HarmonicDyne is describing them as Wired Hi-Fi Headphones in their user manual, but there is so much more going on the inside. We are dealing here with a 50 mm dynamic driver that is Beryllium coated making the driver lighter, faster, much stiffer, improving its rigidity and lowering their total harmonic distortion in the process. I will be measuring them in the latest chapters of this review and I’m very curious about their technicalities, make sure to read until the end for a full measurement analysis. Beryllium is not new in the audio realm, Focal is using them in their headphones and loudspeakers for a while, there are several IEMs using it and there are plenty of loudspeaker manufacturers that are using this particular material. Zeus has an impedance of 64 Ohms and a sensitivity of 100 db per 1mW of power, they should work pretty well with portable devices, but will surely sound the best out of a dedicated headphone amplifier, be it portable or not.
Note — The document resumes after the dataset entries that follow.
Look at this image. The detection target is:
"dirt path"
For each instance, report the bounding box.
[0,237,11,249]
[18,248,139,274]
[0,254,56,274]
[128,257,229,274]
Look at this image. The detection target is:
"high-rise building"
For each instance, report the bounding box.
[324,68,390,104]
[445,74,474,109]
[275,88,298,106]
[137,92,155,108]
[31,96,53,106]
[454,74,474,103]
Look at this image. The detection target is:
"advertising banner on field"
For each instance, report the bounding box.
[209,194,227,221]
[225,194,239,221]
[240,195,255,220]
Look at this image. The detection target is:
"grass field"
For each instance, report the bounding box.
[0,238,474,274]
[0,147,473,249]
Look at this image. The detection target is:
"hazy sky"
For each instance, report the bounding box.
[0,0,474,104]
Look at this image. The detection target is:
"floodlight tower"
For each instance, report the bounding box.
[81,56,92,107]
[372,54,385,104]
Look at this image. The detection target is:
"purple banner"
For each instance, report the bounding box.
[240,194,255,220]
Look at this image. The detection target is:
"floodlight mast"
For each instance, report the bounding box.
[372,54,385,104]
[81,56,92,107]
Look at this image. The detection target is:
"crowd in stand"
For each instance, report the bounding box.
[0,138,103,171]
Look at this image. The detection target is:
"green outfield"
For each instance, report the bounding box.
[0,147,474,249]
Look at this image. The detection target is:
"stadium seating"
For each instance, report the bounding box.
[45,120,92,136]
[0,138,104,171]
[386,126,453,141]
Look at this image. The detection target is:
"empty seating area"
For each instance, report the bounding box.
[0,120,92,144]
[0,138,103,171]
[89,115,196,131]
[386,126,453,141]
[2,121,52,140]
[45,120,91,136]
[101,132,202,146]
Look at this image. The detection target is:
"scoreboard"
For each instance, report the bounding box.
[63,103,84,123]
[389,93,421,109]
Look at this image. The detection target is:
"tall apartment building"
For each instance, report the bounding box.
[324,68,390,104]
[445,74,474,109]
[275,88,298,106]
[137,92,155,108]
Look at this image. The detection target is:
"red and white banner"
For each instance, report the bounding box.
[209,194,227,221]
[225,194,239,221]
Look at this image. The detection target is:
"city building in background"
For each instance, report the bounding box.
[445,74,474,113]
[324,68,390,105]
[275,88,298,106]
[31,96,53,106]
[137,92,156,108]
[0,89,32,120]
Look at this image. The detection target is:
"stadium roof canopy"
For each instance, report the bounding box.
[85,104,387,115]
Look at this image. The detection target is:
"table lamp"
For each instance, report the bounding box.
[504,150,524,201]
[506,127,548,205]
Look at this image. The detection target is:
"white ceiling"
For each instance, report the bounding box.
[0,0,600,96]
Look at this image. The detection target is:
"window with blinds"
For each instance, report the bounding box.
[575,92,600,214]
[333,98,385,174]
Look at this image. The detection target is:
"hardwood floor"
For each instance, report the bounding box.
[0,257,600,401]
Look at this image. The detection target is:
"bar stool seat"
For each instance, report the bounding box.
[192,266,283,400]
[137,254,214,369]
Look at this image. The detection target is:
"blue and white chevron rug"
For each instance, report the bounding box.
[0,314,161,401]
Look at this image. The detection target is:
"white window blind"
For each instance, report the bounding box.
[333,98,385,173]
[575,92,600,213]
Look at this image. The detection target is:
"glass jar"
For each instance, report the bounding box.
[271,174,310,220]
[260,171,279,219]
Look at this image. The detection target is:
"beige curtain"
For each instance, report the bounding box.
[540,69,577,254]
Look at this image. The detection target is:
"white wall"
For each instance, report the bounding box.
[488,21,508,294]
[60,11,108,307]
It uses 3.5 mm connectors, so you could easily use your Hifiman / Meze / Kennerton and OLLO Audio cable if you please. It’s an open-back headphone and it is leaking a decent amount outside its cups, so it should be used mostly at your listening battle-station and forget about using them outside.

Unfortunately, I don’t know much about the driver thickness, about its voice coil, about its magnets and their strength so I will move directly to my sound impressions. Okay everyone, let’s hit some eardrums!

Sound Performance.

I. Preliminary Impressions

If you’re wondering how I’d describe them in a few words, that would be: speedy, punchy, engaging, hard slamming, airy sounding, well-spread around the listener with a strong bass delivery and with an excellent upper treble presence, having a great detail retrieval. It’s hard associating them with other headphones, there is a little bit of the Focal cleanness in here, but it’s more lit un top, there is plenty of bass to please a bass-addict and midrange although linear, it wasn’t sloppy at all. Most importantly it didn’t sound thin, lifeless, boring or bright to me, that would be a critical mistake with a flagship headphone.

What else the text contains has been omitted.